Over the last couple of years you may have heard various bits and pieces floating around about the alkaline diet. Victoria Beckham, Kelly Ripa and Elle Macpherson are just a few celeb alkaline diet enthusiasts. But is there actually any science behind this increasingly popular eating pattern? Here’s my research-backed take on the most basic of diets (pun intended):
What Is The Alkaline Diet?
Contrary to popular belief the alkaline diet is not related to the pH of food itself, but the effect food has on urinary pH [1]. High acid foods lower urinary pH, while alkalizing foods restore urinary pH to normal.
Studies suggest that habitually consuming high acid foods may interfere with normal cellular metabolism, increase calcium excretion, elevate stress hormone levels, and change insulin activity (among other things) [1,2]. Many of these changes have been linked with chronic disease, which has prompted much interest in the alkaline eating pattern.
Which Foods Are Alkalizing?
High protein diets, low in fruits and veggies and rich in salty foods are typically the worst offenders for acid load. Conversely, plant-based foods such as fruit and veggies raise pH and have an alkalizing effect. Following an alkaline diet means consuming mostly foods on the left hand side of the table, and minimizing high acid choices.
**For a comprehensive list of acidifying and alkalizing foods, take a peek at this handout.
The Alkaline Diet and Chronic Disease
#1: Type 2 Diabetes
Several cohort studies indicate that consuming a high acid load diet increases type II diabetes risk and insulin resistance however it’s unclear if eating a diet rich in alkalizing foods remedies this effect [3]. More research is needed before a definitive conclusion about the relationship between the alkaline diet and type II diabetes can be drawn.
#2: Osteoporosis
The jury is still out on this one. High acid load eating patterns increase urinary calcium losses, but it’s unclear if this translates into poor bone health. Several high acid foods such as milk are rich in calcium, phosphorous and vitamin D which are all important nutrients for bone maintenance [2,4]. Like many other diseases, osteoporosis is multi-factorial and risk is influenced by genetics, activity, and hormonal status, as well as diet.
#3: Kidney Stones
High acid load is a risk factor for two different types of kidney stones: calcium stones and uric acid stones. In both cases, limiting animal protein and salt, and consuming a diet rich in plant-based foods is recommended [5].
#4: Cancer
This one has received much attention because an acidic extracellular space around cancer cells has been linked with more invasive forms of cancer [1]. In addition, consuming high acid foods appear to induce several metabolic changes that may lend to cancer development [1].
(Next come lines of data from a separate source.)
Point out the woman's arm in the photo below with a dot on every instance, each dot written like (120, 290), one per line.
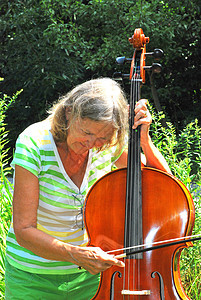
(25, 204)
(152, 156)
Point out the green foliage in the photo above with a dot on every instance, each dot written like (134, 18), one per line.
(5, 186)
(5, 103)
(49, 46)
(182, 150)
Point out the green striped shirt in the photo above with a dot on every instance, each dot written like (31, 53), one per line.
(59, 212)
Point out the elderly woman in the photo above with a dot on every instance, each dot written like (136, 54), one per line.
(56, 162)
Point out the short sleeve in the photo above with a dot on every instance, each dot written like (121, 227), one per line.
(27, 154)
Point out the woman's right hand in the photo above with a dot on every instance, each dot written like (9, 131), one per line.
(93, 259)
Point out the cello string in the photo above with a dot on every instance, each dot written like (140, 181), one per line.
(157, 243)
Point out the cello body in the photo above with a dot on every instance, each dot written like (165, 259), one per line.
(168, 212)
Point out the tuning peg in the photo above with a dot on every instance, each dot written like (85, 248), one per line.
(157, 54)
(155, 68)
(120, 76)
(122, 60)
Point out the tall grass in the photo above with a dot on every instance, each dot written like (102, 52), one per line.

However, at this point a low protein diet is not recommended for cancer prevention and acid load is not considered a strong predictor of cancer [1]. The acidic environment around cancer cells is generated by tumor cells rather than dietary acid load. Stay tuned for more developments on this topic—there is still much to be learned about the relationship between acid load, alkaline foods and cancer.
Final Thoughts:
Without a stronger body of research, it’s too early to recommend the alkaline diet as an intervention or preventative strategy for chronic diseases such as cancer, diabetes and osteoporosis. A strict alkaline diet is unlikely to be healthiest approach to nutrition because it skips-out on important food groups such as whole grains and lean proteins, which support muscle-building, tissue repair, energy production, and satiety. There is, however, something to be said for making plants the stars of your plate, and giving protein and carbs a smaller slice of the action.
Craving more nutrition tips and trips? Find them here.
References:
[1] Examining the relationship between diet-induced acidosis and cancer. Robey IF. Nutr Metab (Lond). 2012 Aug 1;9(1):72.
[2] Diet-induced metabolic acidosis. Adeva MM, Souto G. Clin Nutr. 2011 Aug;30(4):416-21. doi: 10.1016/j.clnu.2011.03.008. Epub 2011 Apr 9. Review
[3]The role of dietary acid load and mild metabolic acidosis in insulin resistance in humans. Williams RS, Kozan P, Samocha-Bonet D. Biochimie. 2016 May;124:171-7.
[4] Causal assessment of dietary acid load and bone disease: a systematic review & meta-analysis applying Hill’s epidemiologic criteria for causality. Fenton TR, Tough SC, Lyon AW, Eliasziw M, Hanley DA. Nutr J. 2011 Apr 30;10:41.
[5] Treatment and prevention of kidney stones: an update. Frassetto L, Kohlstadt I. Am Fam Physician. 2011 Dec 1;84(11):1234-42. Review.